One part of the answer is that only humans were involved, and all the art is the result of humans doing human scale things with human style intent. AI does creepy AI things, and that bothers people.

The other part is that any artist using images as a basis for thier work like this incurs significant copyright liability. If the owner of the copyright of the photograph (presumably the photographer) saw this, they might feel outraged in the same way a lot of people feel about AI, and if they wanted to sue, they might well have a case.

Nagel's estate would likely argue that the use is transformative, and they might win or they might not. The amount of copying (you can overlay the images and they match exactly!) would be in the photographer's favor, and the fact that it looks exactly like a Nagel image and contains many elements not in the original image argues for Nagel. The nature of the use might also matter: are the two images directly competing? It's an album cover not a fashion magazine, but the song is about fashion.

This is potentially a big pain in the ass for everyone concerned, which is why it's a good idea to always get permission when you use reference photos. A solid objection to LLM-style AI is that they didn't get permission, they didn't get permission billions of times (the scale of the thing!) and the resulting models compete directly with the original content. If the New York Times case is to be believed, the models contain copies that aren't transformed at all (which is surprising and kind of dumb) and that's a big issue.
posted by surlyben at 6:52 AM on June 13 [1 favorite]

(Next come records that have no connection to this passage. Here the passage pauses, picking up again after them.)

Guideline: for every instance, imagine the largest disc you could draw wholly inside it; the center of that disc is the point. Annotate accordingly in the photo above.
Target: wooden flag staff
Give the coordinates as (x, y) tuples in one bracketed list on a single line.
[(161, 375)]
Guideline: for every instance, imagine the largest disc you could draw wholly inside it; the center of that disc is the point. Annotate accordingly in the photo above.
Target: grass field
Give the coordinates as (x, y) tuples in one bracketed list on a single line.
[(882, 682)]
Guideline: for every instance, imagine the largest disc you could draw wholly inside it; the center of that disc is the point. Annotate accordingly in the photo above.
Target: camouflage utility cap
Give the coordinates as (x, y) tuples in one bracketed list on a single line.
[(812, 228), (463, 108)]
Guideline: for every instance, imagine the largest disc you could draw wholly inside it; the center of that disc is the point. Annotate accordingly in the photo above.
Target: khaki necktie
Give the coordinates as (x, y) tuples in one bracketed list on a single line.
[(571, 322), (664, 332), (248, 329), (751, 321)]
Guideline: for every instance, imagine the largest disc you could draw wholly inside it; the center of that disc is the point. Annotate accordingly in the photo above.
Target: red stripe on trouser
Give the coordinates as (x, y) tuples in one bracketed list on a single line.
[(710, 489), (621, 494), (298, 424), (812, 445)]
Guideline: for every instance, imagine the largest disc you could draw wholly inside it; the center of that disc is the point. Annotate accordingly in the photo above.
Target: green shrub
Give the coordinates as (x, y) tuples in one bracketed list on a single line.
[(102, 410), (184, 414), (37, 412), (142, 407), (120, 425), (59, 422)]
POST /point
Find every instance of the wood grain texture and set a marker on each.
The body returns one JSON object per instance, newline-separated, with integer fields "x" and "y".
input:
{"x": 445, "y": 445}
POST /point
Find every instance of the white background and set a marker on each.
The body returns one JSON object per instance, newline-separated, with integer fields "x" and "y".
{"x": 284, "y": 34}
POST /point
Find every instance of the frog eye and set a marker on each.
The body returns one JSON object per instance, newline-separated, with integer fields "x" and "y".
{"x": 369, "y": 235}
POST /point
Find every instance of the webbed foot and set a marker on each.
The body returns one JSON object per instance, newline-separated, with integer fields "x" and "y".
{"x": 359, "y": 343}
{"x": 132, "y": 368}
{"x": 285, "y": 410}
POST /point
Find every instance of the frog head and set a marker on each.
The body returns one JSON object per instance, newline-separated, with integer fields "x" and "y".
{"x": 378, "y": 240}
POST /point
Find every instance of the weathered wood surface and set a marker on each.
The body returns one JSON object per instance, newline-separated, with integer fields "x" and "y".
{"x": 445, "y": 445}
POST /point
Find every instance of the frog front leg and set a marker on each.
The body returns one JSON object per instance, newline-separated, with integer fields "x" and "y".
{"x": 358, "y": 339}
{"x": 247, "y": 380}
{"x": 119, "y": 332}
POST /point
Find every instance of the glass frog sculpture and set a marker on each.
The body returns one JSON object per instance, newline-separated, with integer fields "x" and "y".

If there's any fence it's one of substantial transformation and novel application of creativity.

Yep. It took someone 42 years to spot the particular source photograph (in a not-very-obscure magazine), but it's immediately identifiable as a Patrick Nagel artwork. Nagel's style was so evocative of the 80s that it ended up being the basis for the character designs in the 80s-themed cartoon Moonbeam City. (The criticisms of Greg Land generally stem not so much from the fact that he uses porn stills as the basis for much of his work, as that he seems to favor some of the most vapid, orgasm-faking facial expressions, and that he reuses them over and over again. Put it another way: there's an old joke that Rembrandt couldn't draw feet, but that doesn't make Rob Liefeld the equivalent of Rembrandt.)